2-Warm compresses before feeding—it helped ease some of the pain and made things a little smoother.
3-Cluster feeding—it’s exhausting, but letting my LO nurse more often seemed to help him figure it out.
Don’t underestimate pumping! I pumped and bottle-fed for a few weeks, and it was the reset we both needed.
Finally, if formula ends up being your path, that’s totally okay. Your baby’s health and your sanity are what matter
girl, my breastfeeding journey felt like a comedy of errors. Day 1, my baby acted like my boob was a foreign object. By day 3, I was convinced I’d never sleep again. I tried every position from football hold to something I think I invented at 2 a.m. The breaking point? When I spilled a whole bottle of pumped milk, I cried more than my baby! But you know what? We found our groove eventually, and I laugh about it now. You will, too, no matter what path you take
I’ve been where you are, and I promise it gets better, or at least less overwhelming. With my first, breastfeeding was a nightmare. I lasted three weeks before switching to formula. By the time my second came along, I went straight to pumping because I knew it worked better for me. The thing I’ve learned is there’s no “one right way.” Your mental health is part of the equation, too. If formula helps you feel less stressed and your baby gets fed, that’s a win. Trust your instincts, and don’t let the mom guilt creep in. You’re doing great
I’m honestly wondering the same thing, why does breastfeeding look so easy for everyone else but feel impossible for me? I’ve tried the pillows and YouTube tutorials, too, but my baby just gets frustrated. Did you try a lactation consultant? I’m debating if it’s worth it or if I should just pump full time. Would love to know what’s worked for others here!
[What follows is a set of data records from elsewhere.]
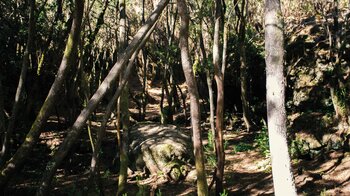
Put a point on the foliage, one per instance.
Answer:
(159, 193)
(242, 147)
(225, 193)
(142, 188)
(262, 141)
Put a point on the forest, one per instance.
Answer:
(174, 97)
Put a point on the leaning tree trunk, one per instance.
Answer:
(247, 113)
(75, 130)
(2, 116)
(123, 106)
(219, 79)
(202, 186)
(210, 85)
(17, 161)
(275, 98)
(20, 87)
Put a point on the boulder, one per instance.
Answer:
(163, 150)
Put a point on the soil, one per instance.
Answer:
(247, 170)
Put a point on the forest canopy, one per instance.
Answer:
(174, 97)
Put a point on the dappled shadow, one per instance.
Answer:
(254, 183)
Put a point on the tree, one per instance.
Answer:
(244, 75)
(20, 87)
(275, 98)
(123, 106)
(202, 186)
(105, 86)
(219, 79)
(18, 159)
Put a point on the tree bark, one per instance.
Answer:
(17, 161)
(219, 79)
(247, 113)
(275, 97)
(2, 116)
(209, 78)
(202, 186)
(96, 98)
(20, 87)
(123, 107)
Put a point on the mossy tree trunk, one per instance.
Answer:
(219, 79)
(275, 96)
(202, 186)
(17, 161)
(20, 88)
(123, 107)
(105, 86)
(244, 67)
(209, 77)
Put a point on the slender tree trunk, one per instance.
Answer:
(123, 106)
(2, 116)
(20, 87)
(247, 114)
(75, 130)
(219, 79)
(17, 161)
(202, 186)
(210, 86)
(275, 97)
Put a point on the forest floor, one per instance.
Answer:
(247, 170)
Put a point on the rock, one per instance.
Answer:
(164, 150)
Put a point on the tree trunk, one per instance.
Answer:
(202, 186)
(275, 98)
(244, 76)
(17, 161)
(219, 79)
(2, 116)
(96, 98)
(123, 105)
(210, 86)
(20, 87)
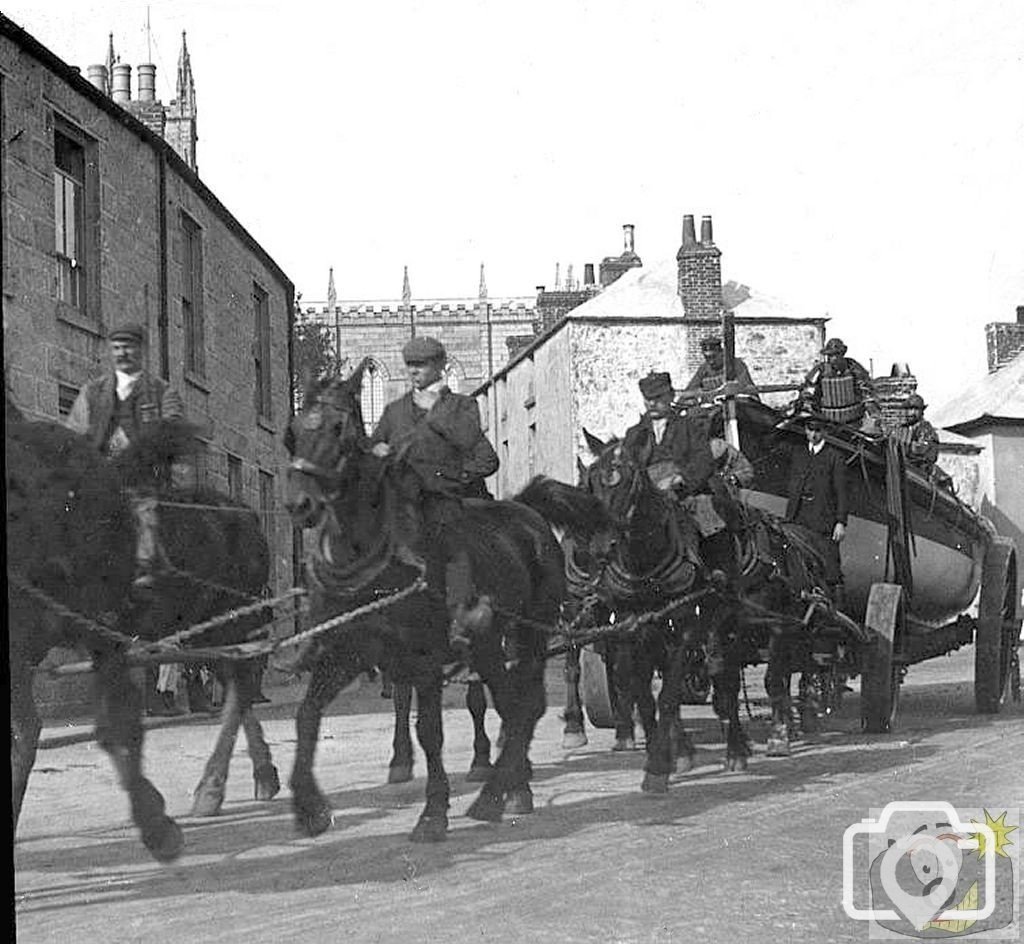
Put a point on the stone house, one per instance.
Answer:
(583, 372)
(105, 221)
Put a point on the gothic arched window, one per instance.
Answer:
(374, 394)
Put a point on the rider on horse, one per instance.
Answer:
(112, 412)
(444, 458)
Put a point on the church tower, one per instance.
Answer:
(180, 128)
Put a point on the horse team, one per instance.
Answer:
(70, 525)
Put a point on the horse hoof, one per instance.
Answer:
(399, 773)
(266, 783)
(519, 802)
(209, 799)
(166, 844)
(654, 783)
(430, 829)
(487, 808)
(479, 772)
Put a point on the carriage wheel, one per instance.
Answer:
(880, 674)
(996, 637)
(596, 689)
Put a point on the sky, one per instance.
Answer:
(863, 161)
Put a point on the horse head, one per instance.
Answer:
(322, 439)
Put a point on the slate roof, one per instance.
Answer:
(993, 398)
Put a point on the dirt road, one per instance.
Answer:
(724, 857)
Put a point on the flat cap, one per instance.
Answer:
(131, 331)
(423, 348)
(655, 384)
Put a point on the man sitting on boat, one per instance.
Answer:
(838, 387)
(711, 375)
(817, 502)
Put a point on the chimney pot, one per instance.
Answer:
(146, 82)
(706, 231)
(689, 237)
(97, 76)
(121, 82)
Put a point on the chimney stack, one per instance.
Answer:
(689, 237)
(706, 230)
(97, 76)
(121, 83)
(699, 271)
(628, 239)
(147, 82)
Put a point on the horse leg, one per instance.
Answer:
(432, 824)
(623, 680)
(574, 733)
(777, 682)
(724, 671)
(119, 732)
(400, 768)
(312, 812)
(25, 730)
(209, 791)
(476, 701)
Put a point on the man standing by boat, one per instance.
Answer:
(817, 502)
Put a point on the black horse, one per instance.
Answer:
(657, 560)
(354, 500)
(70, 562)
(215, 559)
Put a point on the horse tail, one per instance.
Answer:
(566, 507)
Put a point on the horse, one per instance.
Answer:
(586, 532)
(657, 560)
(71, 561)
(355, 502)
(214, 558)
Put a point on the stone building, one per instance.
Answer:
(583, 372)
(104, 221)
(990, 414)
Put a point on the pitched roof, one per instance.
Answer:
(995, 397)
(652, 292)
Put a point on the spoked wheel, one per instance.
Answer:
(998, 628)
(881, 673)
(596, 689)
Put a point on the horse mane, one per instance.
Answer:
(566, 507)
(158, 445)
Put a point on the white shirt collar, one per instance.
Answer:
(126, 383)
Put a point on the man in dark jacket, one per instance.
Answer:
(436, 436)
(671, 446)
(817, 501)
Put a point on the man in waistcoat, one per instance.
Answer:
(711, 375)
(437, 436)
(111, 412)
(817, 501)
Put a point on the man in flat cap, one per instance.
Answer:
(839, 387)
(438, 437)
(672, 447)
(711, 375)
(111, 412)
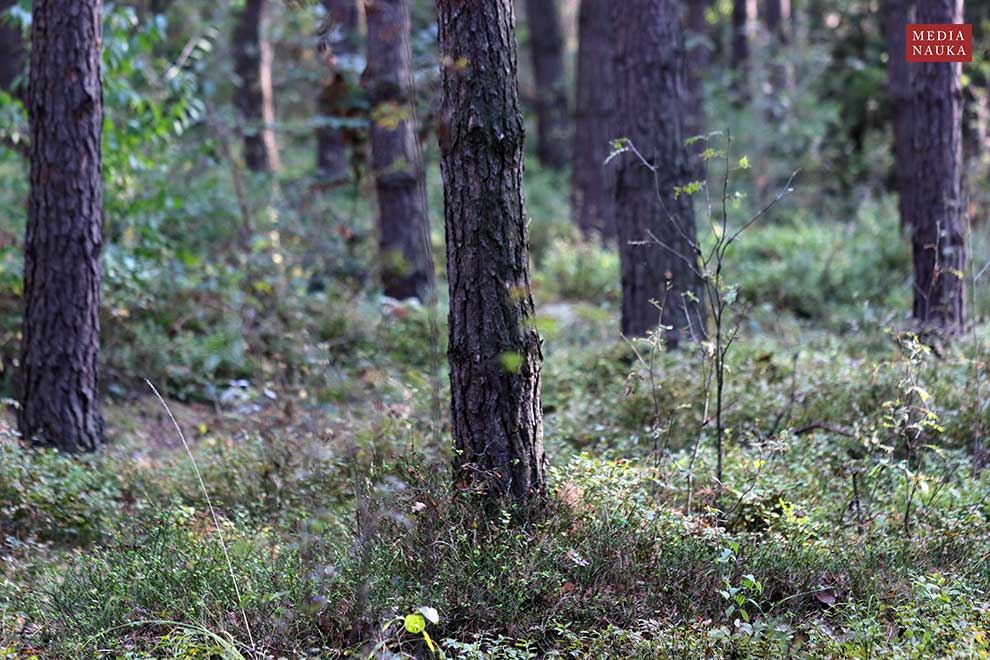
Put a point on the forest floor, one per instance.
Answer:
(852, 518)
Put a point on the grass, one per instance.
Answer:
(339, 524)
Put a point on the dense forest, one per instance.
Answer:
(494, 328)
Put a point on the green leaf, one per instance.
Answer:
(414, 623)
(430, 613)
(511, 362)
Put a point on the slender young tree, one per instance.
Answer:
(896, 16)
(494, 350)
(594, 121)
(12, 55)
(59, 386)
(340, 40)
(657, 237)
(403, 226)
(739, 54)
(935, 210)
(546, 41)
(253, 66)
(775, 13)
(698, 55)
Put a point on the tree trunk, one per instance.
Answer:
(495, 351)
(698, 51)
(403, 225)
(12, 57)
(339, 42)
(936, 205)
(594, 120)
(546, 41)
(775, 13)
(61, 336)
(253, 66)
(740, 47)
(896, 17)
(651, 95)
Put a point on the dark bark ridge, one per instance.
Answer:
(546, 38)
(12, 54)
(651, 93)
(494, 351)
(61, 342)
(936, 202)
(594, 120)
(403, 225)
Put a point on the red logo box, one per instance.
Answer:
(939, 42)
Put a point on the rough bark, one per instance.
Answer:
(12, 55)
(651, 95)
(403, 225)
(935, 208)
(546, 41)
(61, 335)
(896, 17)
(337, 96)
(252, 64)
(495, 351)
(594, 120)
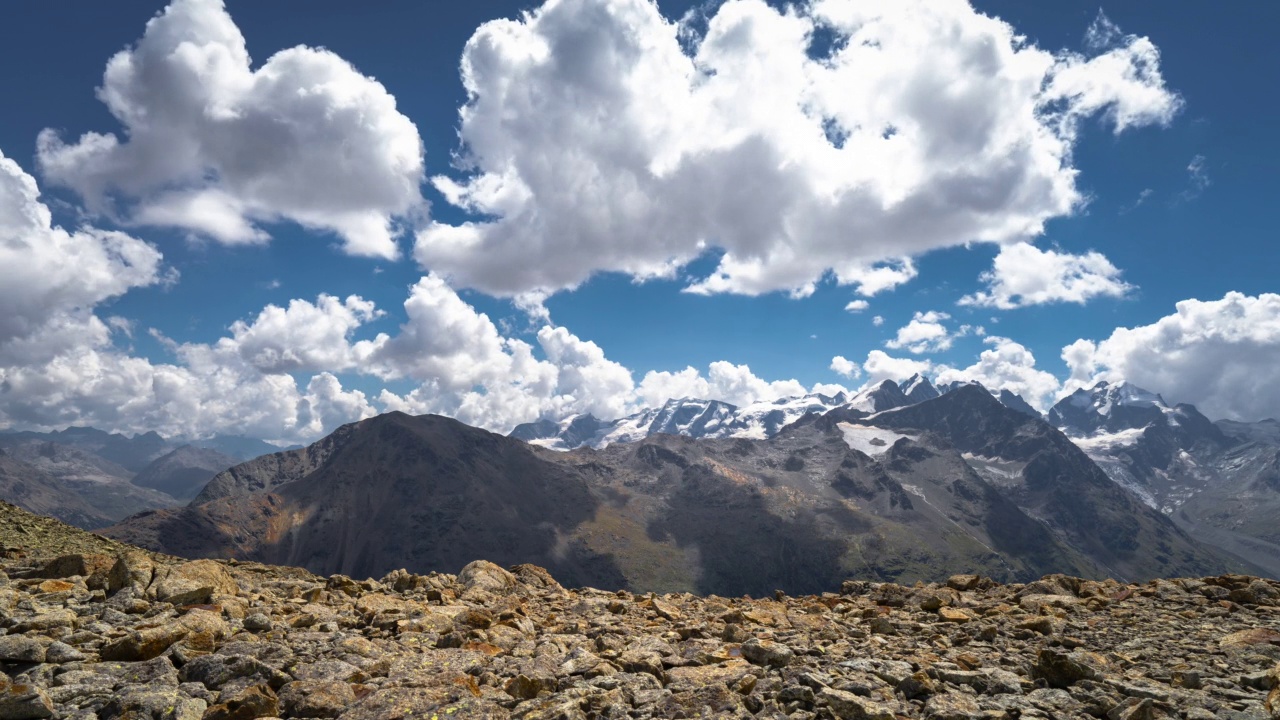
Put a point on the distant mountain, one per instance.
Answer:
(956, 483)
(713, 419)
(1054, 481)
(184, 472)
(1217, 481)
(36, 491)
(103, 484)
(684, 417)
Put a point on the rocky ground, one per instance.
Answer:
(96, 629)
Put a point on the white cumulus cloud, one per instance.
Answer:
(1219, 355)
(1008, 365)
(924, 333)
(1024, 274)
(602, 136)
(216, 147)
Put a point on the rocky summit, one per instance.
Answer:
(95, 629)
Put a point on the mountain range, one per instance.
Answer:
(91, 478)
(876, 487)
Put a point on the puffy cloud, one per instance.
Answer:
(603, 137)
(841, 365)
(305, 336)
(1023, 276)
(214, 146)
(1008, 365)
(726, 382)
(1219, 355)
(50, 278)
(924, 333)
(881, 367)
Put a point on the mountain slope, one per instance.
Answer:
(1052, 479)
(103, 484)
(184, 472)
(1217, 481)
(36, 491)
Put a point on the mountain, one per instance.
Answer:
(1054, 481)
(183, 472)
(41, 493)
(685, 417)
(908, 495)
(103, 484)
(1220, 482)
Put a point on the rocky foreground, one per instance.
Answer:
(106, 632)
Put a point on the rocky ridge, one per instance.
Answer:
(99, 630)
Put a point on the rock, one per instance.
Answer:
(245, 703)
(77, 564)
(484, 575)
(131, 570)
(963, 582)
(257, 623)
(849, 706)
(1064, 669)
(767, 652)
(21, 648)
(22, 702)
(956, 615)
(192, 583)
(952, 706)
(316, 698)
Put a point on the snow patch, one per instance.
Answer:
(868, 440)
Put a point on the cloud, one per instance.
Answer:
(881, 367)
(600, 136)
(726, 382)
(1197, 180)
(1023, 274)
(216, 147)
(1219, 355)
(51, 278)
(844, 367)
(305, 336)
(1008, 365)
(924, 333)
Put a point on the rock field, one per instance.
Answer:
(97, 630)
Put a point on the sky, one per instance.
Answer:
(275, 218)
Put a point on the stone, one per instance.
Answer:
(131, 570)
(1064, 669)
(21, 701)
(316, 698)
(245, 703)
(484, 575)
(767, 652)
(849, 706)
(192, 583)
(21, 648)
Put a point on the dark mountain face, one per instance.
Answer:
(822, 501)
(184, 472)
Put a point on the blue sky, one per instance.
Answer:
(1171, 174)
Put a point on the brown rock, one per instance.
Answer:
(23, 702)
(247, 703)
(484, 575)
(192, 583)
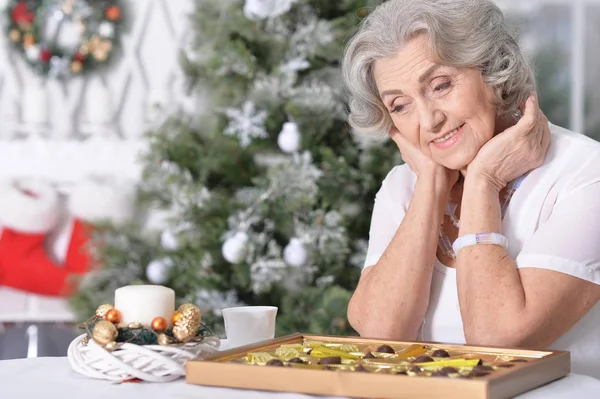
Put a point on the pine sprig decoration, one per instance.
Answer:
(33, 28)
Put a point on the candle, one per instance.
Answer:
(142, 303)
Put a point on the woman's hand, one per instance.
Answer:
(422, 165)
(516, 151)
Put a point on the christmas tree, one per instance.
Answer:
(267, 192)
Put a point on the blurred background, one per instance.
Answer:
(62, 126)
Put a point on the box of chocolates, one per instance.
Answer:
(369, 368)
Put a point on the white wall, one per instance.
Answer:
(67, 148)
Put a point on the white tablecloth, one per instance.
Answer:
(52, 378)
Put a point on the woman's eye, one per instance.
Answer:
(397, 108)
(443, 86)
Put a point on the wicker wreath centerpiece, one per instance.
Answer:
(136, 352)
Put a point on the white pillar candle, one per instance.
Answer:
(142, 303)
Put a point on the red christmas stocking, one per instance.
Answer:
(28, 211)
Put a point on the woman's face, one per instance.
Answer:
(447, 113)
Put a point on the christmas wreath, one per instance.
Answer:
(62, 38)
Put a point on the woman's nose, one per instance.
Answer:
(430, 117)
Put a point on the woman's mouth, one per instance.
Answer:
(449, 139)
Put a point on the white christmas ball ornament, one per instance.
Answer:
(295, 253)
(157, 271)
(168, 240)
(234, 248)
(289, 138)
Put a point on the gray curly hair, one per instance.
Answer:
(462, 33)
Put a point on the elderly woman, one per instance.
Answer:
(490, 232)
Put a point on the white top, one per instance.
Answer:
(552, 222)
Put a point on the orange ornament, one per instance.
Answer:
(113, 315)
(159, 324)
(113, 13)
(28, 40)
(176, 317)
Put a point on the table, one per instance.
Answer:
(52, 378)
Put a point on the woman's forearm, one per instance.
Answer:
(392, 299)
(490, 292)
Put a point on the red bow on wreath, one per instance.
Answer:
(21, 14)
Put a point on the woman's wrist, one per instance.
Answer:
(480, 182)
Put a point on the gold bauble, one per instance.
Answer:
(14, 35)
(28, 40)
(76, 66)
(163, 340)
(159, 324)
(104, 332)
(191, 313)
(186, 325)
(111, 346)
(105, 45)
(113, 315)
(184, 333)
(100, 55)
(102, 309)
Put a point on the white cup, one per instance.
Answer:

THX you all for the encouragement and advice. Reading these replies has brought me to tears, but in a good way this time. It’s such a relief to know I’m not alone in this struggle. I haven’t tried a lactation consultant yet, but after seeing so many of you mention it, I’m going to make an appointment. Also, I’ve heard of nipple shields but was too overwhelmed to try one, I’ll add it to my list. And to those who shared about switching to formula, thank you for reminding me that my baby’s happiness and my sanity are the priority. You all have lifted such a weight off my shoulders today
Dana, I feel for you. Breastfeeding is no joke. One thing I learned with my second baby was that tongue, tie or lip, tie can make latching super hard. My baby had both, and once we got it revised by a pediatric dentist, everything improved. Also, have you tried paced bottle feeding with pumped milk? It mimics breastfeeding and might help your LO while you sort things out. Lastly, give yourself grace. Breastfeeding isn’t the only way to bond with your baby. Skin-to-skin cuddles, singing to them, and just being there is what matters most.